Katja erschrak, als sie eine Antwort erhielt. Ihr war nicht bewusst gewesen, dass sie den Gedanken laut ausgesprochen hatte.

„Das erste Weihnachtsfest hatte auch nichts Verklärtes, Romantisches an sich – vermutlich nicht einmal etwas Befreiendes“, sagte Chiara. „Maria sah sich gezwungen, sich hochschwanger auf den Weg nach Bethlehem zu machen. Sie musste weg von ihren Nachbarinnen, die ihr bei der Geburt hätten beistehen können. Sie war ausgelaugt und müde und bekam als Schlafplatz eine Grotte zugewiesen, in der sonst das Vieh stand. Dort die Nacht zu verbringen war sicher sehr ungemütlich. Und damals konnte niemand im Internet nachlesen, wie eine Geburt vonstattengeht.“

Von Jeffrey, der noch immer damit beschäftigt war, seine Finger warm zu reiben, kam ein zweifelndes Grunzen.

„Schon kurz nach der Geburt war klar, dass man nach Marias Kind suchte, weil es getötet werden sollte. Also musste die kleine Familie fliehen ...“ Chiara deutete zuerst auf Katja, dann auf das flackernde Feuer im Kamin. „Ich dagegen habe eine Freundin bei mir, liege warm und weich und –“ Die nächste Wehe setzte ein und brachte Chiara zum Schweigen.

Katja streichelte ihr wieder den Rücken und schaute dabei gedankenverloren zum Fenster hinaus. Vor etwas mehr als 2000 Jahren war ein hilfloses, unmündiges Kind unter widrigsten Umständen auf die Welt gekommen. Der Sohn Gottes hatte am eigenen Leib erfahren, was die Menschen auf dieser Erde erdulden mussten. Auch er war ausgelacht und geschlagen, gefoltert und schließlich sogar getötet worden. Das war es, woran Katja sich über all die Jahre hinweg geklammert hatte. Und das tat sie auch heute noch. Immer dann, wenn sie sich wieder einmal klein und unbedeutend, ja, gar wertlos fühlte. Dann hielt sie sich an dem Wissen fest, dass Gott sie kannte, sie wahrnahm, sie liebte und sie für so wertvoll erachtete, dass er dem Kind in der Krippe, und später dem Mann am Kreuz all das aufgebürdet hatte. Für sie.

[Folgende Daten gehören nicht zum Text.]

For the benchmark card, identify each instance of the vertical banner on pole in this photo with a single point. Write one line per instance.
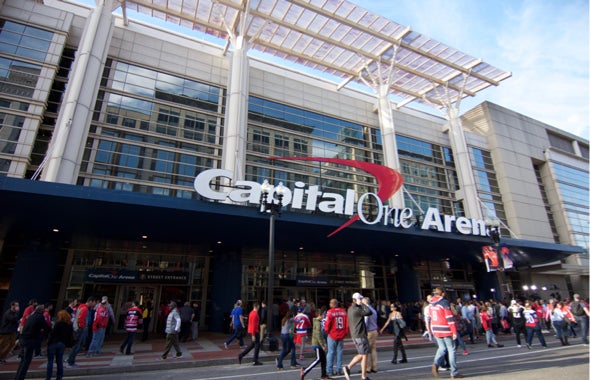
(490, 256)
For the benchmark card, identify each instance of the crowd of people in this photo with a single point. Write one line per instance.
(450, 325)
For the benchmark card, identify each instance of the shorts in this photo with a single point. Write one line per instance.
(362, 345)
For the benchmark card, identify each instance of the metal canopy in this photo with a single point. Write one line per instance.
(339, 38)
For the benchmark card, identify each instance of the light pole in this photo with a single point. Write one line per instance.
(494, 234)
(268, 205)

Warum sollten sie also irgendwelche Miturlauber verletzen können, die sie ohnehin nur oberflächlich kannte und die sie später sicher nie mehr wiedersehen würde? Sie würde auch ein weiteres Mal über Nick hinwegkommen – diesmal vielleicht sogar endgültig. Weil sie sich nie wieder die Frage würde stellen müssen, ob es für sie nicht doch eine Chance gegeben hätte. Und Chiara hatte recht: Maria hatte ihr erstes Kind unter weitaus schlechteren Bedingungen zur Welt gebracht – und viele Frauen mussten das auch heute noch. Warum also sollte es ihnen hier nicht auch gelingen?

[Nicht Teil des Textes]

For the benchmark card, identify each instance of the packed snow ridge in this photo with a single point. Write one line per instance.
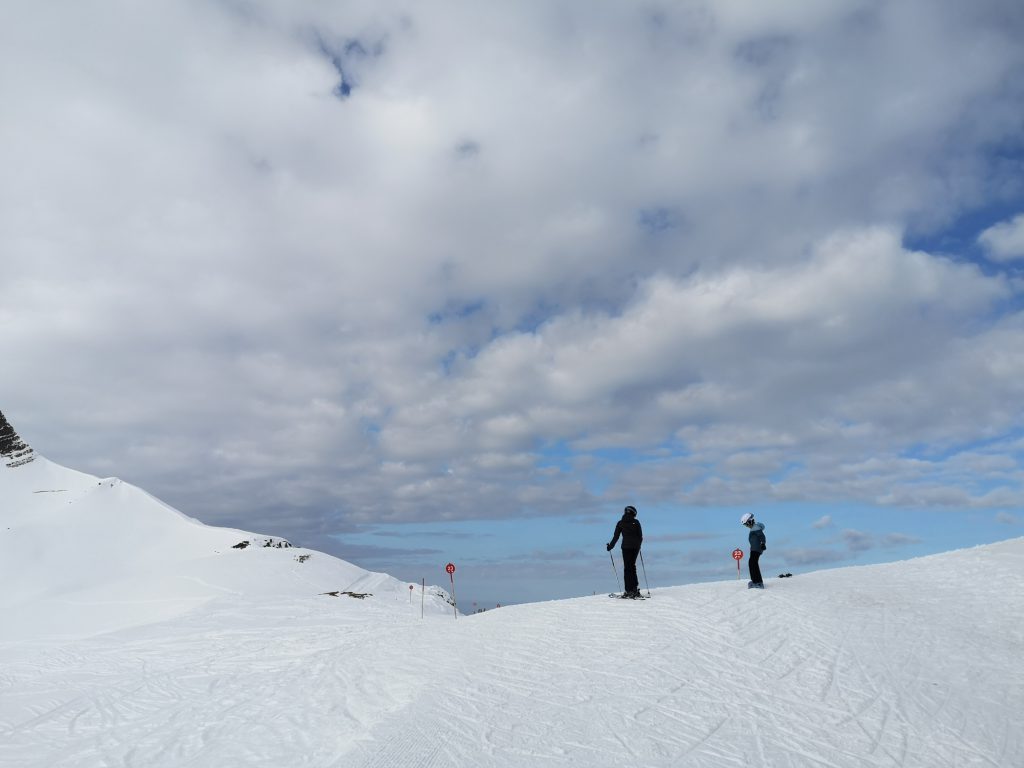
(135, 636)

Die Wehe ebbte ab, wie eine Welle, die sich flüsternd und nahezu heimlich zurückzog, nachdem sie zuvor brodelnd und donnernd auf den Strand geschlagen war.

„Also gut“, Jeffrey erhob sich, prüfte noch einmal die fast wieder vollständig erlangte Beweglichkeit seiner Finger und wandte sich dann an Nick, der gerade Holz nachlegte.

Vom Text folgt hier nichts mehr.